Hence, menopause. But why are we just talking about grandmothers? What about my Pop-pop?

Human males can retain their fertility for their whole lives, which would suggest that whatever evolutionary pressures led to grandmothering, didn’t apply to grandfathering. One potential explanation for this is paternal uncertainty. Since the only way to be 100% sure that an offspring is yours is to give birth to it, that means the males of a species might not know for sure how many offspring they actually have.

Which means that it’s in their best interest, evolutionarily speaking, to keep being able to have more offspring. Now, importantly, the data that led to the formation of the grandmother hypothesis was collected in 1989, and a lot of the research trying to support or disprove the hypothesis has also been done in modern humans. The evidence for grandmothers actually improving reproductive outcomes in modern human societies is mixed, but that’s not a big deal, right?

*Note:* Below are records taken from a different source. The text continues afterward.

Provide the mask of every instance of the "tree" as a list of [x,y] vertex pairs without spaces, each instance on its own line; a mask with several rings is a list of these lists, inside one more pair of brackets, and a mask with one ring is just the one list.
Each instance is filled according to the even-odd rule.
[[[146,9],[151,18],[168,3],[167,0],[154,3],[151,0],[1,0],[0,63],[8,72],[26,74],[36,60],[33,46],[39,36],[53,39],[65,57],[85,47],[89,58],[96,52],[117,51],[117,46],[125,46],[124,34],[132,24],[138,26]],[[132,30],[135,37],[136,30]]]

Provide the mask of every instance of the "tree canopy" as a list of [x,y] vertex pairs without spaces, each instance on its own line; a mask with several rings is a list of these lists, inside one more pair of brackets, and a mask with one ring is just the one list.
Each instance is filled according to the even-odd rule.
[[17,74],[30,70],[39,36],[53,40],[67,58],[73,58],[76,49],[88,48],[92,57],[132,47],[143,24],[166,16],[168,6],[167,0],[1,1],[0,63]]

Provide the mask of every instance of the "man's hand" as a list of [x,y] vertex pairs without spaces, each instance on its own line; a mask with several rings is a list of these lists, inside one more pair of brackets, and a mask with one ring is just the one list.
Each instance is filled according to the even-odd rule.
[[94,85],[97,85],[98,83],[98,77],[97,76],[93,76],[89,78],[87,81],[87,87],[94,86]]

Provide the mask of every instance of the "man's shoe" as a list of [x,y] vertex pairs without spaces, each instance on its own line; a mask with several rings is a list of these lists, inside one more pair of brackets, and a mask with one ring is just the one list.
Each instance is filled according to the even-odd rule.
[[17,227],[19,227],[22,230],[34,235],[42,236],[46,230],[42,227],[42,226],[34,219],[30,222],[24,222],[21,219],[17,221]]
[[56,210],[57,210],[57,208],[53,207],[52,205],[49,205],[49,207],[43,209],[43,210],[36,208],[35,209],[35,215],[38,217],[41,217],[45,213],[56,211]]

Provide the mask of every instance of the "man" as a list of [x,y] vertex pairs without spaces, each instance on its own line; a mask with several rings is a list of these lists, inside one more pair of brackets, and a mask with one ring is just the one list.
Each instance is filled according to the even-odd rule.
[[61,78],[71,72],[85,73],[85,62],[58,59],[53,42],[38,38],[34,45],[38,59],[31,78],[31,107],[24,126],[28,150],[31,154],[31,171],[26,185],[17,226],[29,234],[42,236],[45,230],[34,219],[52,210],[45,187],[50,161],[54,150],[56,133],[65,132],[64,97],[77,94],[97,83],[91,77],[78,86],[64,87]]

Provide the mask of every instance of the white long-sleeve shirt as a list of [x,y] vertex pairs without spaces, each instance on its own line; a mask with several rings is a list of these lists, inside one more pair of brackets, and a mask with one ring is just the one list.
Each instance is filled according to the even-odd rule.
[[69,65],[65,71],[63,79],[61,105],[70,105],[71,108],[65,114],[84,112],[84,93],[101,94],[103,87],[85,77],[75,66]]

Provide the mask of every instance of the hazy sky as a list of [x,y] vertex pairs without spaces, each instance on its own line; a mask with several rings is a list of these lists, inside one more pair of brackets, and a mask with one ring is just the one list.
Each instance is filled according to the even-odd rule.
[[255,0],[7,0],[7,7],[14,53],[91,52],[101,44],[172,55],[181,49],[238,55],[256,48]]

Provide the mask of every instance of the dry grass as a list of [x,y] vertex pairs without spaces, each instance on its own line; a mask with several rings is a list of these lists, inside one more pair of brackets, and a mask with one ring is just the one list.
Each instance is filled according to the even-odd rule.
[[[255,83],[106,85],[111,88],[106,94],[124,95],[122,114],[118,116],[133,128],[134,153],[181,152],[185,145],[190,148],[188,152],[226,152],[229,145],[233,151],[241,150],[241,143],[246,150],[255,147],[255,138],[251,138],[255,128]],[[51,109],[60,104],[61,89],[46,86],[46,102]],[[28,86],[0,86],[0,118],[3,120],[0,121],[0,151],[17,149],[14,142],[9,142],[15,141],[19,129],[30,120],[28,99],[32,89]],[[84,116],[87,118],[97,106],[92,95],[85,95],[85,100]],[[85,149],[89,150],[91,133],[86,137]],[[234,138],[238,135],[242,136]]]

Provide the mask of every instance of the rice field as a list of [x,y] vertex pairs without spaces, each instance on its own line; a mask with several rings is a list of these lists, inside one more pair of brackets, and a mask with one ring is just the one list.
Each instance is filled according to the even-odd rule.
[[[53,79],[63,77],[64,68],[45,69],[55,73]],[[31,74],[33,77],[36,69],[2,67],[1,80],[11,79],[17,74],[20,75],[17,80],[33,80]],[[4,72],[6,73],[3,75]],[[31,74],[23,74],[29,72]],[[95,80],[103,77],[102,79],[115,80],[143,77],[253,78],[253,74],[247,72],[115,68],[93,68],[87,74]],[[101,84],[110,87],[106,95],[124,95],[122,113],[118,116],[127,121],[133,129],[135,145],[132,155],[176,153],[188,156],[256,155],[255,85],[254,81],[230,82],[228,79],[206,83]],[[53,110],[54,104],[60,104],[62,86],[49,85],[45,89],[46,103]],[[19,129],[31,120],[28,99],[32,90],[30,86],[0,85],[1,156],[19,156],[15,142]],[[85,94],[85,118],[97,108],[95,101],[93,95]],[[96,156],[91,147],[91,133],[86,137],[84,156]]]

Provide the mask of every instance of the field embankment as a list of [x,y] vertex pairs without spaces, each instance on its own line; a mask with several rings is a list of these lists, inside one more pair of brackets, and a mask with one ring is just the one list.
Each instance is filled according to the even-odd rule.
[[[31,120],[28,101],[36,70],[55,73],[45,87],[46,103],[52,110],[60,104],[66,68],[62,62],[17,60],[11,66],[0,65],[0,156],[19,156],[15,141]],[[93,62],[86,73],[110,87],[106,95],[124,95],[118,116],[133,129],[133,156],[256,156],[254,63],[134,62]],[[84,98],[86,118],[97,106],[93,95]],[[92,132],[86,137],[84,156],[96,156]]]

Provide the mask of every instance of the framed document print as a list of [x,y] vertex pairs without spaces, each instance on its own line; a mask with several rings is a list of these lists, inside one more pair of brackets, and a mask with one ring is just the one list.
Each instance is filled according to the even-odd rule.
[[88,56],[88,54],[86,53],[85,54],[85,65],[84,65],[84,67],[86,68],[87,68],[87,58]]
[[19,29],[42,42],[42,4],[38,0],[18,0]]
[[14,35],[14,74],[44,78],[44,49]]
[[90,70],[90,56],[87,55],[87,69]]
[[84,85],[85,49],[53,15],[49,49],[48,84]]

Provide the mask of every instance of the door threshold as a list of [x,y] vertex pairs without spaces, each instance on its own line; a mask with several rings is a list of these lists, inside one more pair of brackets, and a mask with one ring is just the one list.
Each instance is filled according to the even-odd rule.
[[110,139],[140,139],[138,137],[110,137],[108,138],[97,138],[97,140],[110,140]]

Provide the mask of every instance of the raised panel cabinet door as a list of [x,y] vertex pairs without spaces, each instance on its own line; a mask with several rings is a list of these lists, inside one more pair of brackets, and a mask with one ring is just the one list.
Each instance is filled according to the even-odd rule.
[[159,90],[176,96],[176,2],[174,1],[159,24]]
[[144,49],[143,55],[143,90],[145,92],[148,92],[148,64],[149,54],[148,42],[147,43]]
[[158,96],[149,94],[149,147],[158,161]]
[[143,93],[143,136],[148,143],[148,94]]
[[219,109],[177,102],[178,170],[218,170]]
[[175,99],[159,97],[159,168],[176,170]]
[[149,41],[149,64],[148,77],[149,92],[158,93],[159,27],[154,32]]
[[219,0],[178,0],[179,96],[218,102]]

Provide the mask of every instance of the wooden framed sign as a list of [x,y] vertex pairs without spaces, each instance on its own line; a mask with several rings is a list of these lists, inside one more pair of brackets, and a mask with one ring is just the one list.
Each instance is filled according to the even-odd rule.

After all, the evolutionary pressures acting on humans now are way different than they would have been when menopause and grandmothering first developed. So researchers were able to sort of hand wave away the fuzziness of those results, at least for a while. And while researchers have noted that there were a few exceptions to the grandmother hypothesis, they tended to be ones that prove the rule.

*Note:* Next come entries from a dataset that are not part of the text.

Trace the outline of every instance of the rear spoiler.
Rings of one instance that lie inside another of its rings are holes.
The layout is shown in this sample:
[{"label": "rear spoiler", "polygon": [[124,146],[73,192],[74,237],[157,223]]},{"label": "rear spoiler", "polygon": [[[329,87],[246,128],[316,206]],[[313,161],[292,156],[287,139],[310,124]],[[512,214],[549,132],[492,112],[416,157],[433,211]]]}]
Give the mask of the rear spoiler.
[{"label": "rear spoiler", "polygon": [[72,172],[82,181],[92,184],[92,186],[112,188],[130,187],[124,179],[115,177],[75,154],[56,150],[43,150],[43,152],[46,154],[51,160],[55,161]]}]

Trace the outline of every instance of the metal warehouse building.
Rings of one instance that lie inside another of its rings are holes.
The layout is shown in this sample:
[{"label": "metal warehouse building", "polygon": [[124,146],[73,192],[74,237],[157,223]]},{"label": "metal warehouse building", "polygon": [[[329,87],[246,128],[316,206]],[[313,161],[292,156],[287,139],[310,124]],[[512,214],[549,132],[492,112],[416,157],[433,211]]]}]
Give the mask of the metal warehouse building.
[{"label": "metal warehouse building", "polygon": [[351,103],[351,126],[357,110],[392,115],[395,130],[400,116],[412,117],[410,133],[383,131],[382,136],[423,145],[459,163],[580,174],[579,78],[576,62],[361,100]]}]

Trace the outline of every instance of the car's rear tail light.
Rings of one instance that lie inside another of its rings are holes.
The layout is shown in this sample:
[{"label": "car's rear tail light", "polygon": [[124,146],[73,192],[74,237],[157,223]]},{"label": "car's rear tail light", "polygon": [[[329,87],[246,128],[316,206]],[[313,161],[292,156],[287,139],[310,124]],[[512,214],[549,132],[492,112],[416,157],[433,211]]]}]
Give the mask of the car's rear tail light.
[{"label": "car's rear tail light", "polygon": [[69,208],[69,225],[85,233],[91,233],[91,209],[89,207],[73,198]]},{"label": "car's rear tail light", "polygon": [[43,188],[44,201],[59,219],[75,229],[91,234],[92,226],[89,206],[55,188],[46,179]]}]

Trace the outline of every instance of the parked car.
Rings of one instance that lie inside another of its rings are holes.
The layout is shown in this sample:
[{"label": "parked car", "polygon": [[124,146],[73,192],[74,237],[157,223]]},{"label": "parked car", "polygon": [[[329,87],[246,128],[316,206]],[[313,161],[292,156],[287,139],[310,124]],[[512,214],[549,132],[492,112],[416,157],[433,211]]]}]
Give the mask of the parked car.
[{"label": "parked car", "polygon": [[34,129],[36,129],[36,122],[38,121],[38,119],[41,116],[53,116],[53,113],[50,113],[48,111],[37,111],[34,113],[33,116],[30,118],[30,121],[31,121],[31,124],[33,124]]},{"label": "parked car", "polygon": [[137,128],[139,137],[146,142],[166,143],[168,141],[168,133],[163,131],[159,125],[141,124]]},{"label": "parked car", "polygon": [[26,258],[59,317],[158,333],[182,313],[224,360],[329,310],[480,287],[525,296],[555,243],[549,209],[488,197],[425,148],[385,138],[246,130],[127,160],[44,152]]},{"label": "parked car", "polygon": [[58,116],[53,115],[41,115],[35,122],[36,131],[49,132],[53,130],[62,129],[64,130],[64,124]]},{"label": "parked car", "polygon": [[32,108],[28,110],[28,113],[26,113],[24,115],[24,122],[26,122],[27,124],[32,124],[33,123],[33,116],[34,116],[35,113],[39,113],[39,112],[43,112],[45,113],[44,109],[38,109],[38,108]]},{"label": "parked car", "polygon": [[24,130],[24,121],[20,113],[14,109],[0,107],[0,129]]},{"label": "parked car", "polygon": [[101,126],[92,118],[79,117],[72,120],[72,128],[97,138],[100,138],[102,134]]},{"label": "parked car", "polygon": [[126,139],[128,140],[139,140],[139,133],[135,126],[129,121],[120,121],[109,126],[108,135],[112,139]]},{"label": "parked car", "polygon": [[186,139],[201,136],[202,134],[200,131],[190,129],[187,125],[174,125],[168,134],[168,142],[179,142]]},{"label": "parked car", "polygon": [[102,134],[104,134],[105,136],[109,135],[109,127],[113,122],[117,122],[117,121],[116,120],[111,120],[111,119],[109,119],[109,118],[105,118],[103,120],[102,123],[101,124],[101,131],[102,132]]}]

Take killer whales. Killer whales can live more than 20 years after they’re no longer able to reproduce, and also just so happen to live in matrilineal pods, with daughters and granddaughters staying in the same pod they were born in. That means that these grandmothers are using their decades of knowledge to benefit their whole extended family tree, since their grandchildren live right alongside them.

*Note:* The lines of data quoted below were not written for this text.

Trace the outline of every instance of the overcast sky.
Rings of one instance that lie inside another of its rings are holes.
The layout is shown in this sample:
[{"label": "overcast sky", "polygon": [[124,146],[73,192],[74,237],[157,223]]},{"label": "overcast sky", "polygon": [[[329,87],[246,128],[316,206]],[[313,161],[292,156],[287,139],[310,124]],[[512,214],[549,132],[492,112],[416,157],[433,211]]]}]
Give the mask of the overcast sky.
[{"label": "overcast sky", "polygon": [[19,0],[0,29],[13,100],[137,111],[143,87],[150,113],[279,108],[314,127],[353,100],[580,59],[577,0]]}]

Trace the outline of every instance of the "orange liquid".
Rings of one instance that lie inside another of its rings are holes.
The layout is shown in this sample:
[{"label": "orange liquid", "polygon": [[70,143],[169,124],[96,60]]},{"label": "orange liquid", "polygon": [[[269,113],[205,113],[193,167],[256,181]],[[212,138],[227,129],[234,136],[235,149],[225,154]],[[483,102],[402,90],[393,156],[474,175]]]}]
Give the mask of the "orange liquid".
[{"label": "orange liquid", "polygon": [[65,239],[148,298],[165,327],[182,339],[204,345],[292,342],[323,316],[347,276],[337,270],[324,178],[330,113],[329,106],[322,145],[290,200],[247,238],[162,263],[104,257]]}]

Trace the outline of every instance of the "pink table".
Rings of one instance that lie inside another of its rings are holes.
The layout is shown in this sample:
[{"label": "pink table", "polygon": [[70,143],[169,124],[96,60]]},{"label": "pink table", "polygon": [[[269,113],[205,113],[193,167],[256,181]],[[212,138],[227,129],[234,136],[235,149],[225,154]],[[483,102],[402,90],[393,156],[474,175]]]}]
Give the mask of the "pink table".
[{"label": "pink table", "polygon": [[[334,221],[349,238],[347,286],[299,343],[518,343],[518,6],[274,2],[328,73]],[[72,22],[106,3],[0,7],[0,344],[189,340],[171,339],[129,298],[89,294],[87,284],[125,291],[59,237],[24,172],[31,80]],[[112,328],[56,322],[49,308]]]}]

These wise grandmas know the best places to scope out food, how to avoid predators, and might even know some fun games to play, like smashing boat rudders – check out our video on the orca uprising for more on that story. But for killer whales and humans alike, grandmothering is described as the key to survival, and sets us apart from other species who don’t have these matrilineal practices, and are fertile their whole lives. There’s just one problem.

It turns out, there are more animals besides just killer whales whose females stop being fertile in their old age. Like, a lot more. Oops.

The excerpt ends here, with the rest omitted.